Uno dei problemi più gravi è che le procedure e le sanzioni vengono sempre più inasprite pensando che gli evasori compiono un determinato comportamento. Ci sono due tipi di evasione molto gravi, rispetto ai quali è giusto essere il più stringenti possibile, e sono le frodi fiscali in cui si inventa una documentazione fittizia, e l’evasione per occultamento, cioè il nero. Infine, c’è un terzo modo, cioè l’evasione da disconoscimento costi: nella dichiarazione non viene contestata l’omissione, ma che determinati costi non sono realmente deducibili. Il punto è che qui siamo in presenza di un’evasione “giuridica” e non materiale. Quindi, la natura interpretativa della norma, in un contesto complesso come quello italiano, quando si tratta di evasione sul disconoscimento dei costi dichiarati bisogna andare molto più cauti rispetto agli altri modi, sia sul fronte della riscossione che sul fronte penale. Tutti hanno in mente disonesto che occulta o il criminale che froda, ma una parte importante degli accertamenti viene fatta non sull’emersione del sommerso, ma su ciò che viene dichiarato.

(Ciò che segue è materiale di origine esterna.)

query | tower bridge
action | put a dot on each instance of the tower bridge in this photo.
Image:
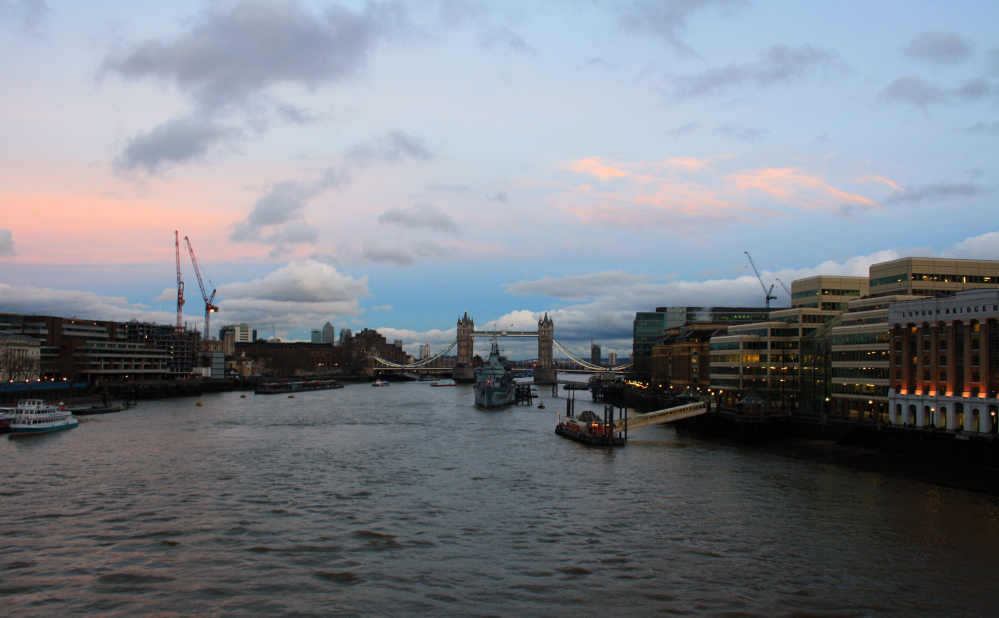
(544, 372)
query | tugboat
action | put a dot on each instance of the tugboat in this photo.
(34, 416)
(588, 428)
(494, 386)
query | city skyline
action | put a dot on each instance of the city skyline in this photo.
(361, 161)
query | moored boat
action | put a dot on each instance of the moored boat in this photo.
(588, 428)
(32, 416)
(494, 386)
(275, 388)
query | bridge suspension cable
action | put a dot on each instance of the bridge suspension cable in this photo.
(586, 364)
(423, 362)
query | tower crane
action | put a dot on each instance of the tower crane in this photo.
(785, 288)
(209, 300)
(766, 292)
(180, 285)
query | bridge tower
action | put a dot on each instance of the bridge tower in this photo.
(545, 372)
(463, 370)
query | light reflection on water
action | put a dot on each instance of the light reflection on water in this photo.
(407, 500)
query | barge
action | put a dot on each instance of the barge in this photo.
(278, 388)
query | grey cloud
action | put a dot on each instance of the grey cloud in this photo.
(283, 203)
(984, 128)
(457, 12)
(667, 19)
(325, 258)
(292, 233)
(302, 282)
(933, 192)
(381, 253)
(921, 93)
(6, 243)
(777, 65)
(506, 38)
(391, 147)
(914, 90)
(175, 141)
(236, 50)
(984, 247)
(428, 249)
(27, 15)
(576, 287)
(938, 47)
(749, 134)
(992, 62)
(420, 216)
(683, 130)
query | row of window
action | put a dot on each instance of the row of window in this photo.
(870, 390)
(860, 355)
(975, 361)
(861, 338)
(873, 373)
(927, 376)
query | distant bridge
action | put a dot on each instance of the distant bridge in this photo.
(544, 372)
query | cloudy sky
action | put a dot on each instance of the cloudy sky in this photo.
(391, 165)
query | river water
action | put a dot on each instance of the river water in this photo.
(407, 500)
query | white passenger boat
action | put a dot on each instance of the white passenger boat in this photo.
(33, 416)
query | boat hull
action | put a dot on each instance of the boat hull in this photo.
(588, 439)
(16, 431)
(488, 396)
(95, 410)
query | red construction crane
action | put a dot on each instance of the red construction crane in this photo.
(180, 286)
(209, 300)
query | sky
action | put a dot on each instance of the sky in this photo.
(391, 165)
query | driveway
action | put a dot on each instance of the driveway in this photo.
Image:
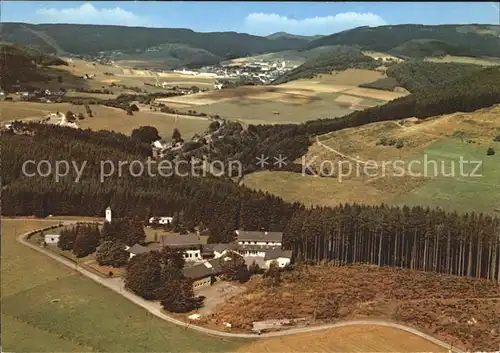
(116, 285)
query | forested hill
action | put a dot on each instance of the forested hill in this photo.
(19, 64)
(336, 58)
(91, 39)
(417, 76)
(412, 40)
(379, 235)
(468, 93)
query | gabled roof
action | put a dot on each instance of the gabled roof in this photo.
(219, 247)
(180, 240)
(138, 249)
(244, 235)
(273, 254)
(203, 270)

Che fine ha fatto il redditometro?
Noi continuamo a caldeggiare il redditometro dal 2008, quando la stessa amministrazione finanziaria titubava, preferendo gli studi di settore. Da un anno sembra che uomini di Befera l’abbiano messo a punto, ma non si conoscono ancora i dettagli. Il timore è che si tratti di uno strumento statistico interessantissimo, ma difficilmente gestibile nella sua natura di strumento di accertamento con presunzione contro il contribuente. Di certo, per quanto possa essere uno strumento utile in teoria, potrebbe generare delle tensioni incredibili con il contribuente. Si pensi che, a Nordest, 6 contribuenti su 10 parlano apertamente di un’opportunità di sciopero fiscale.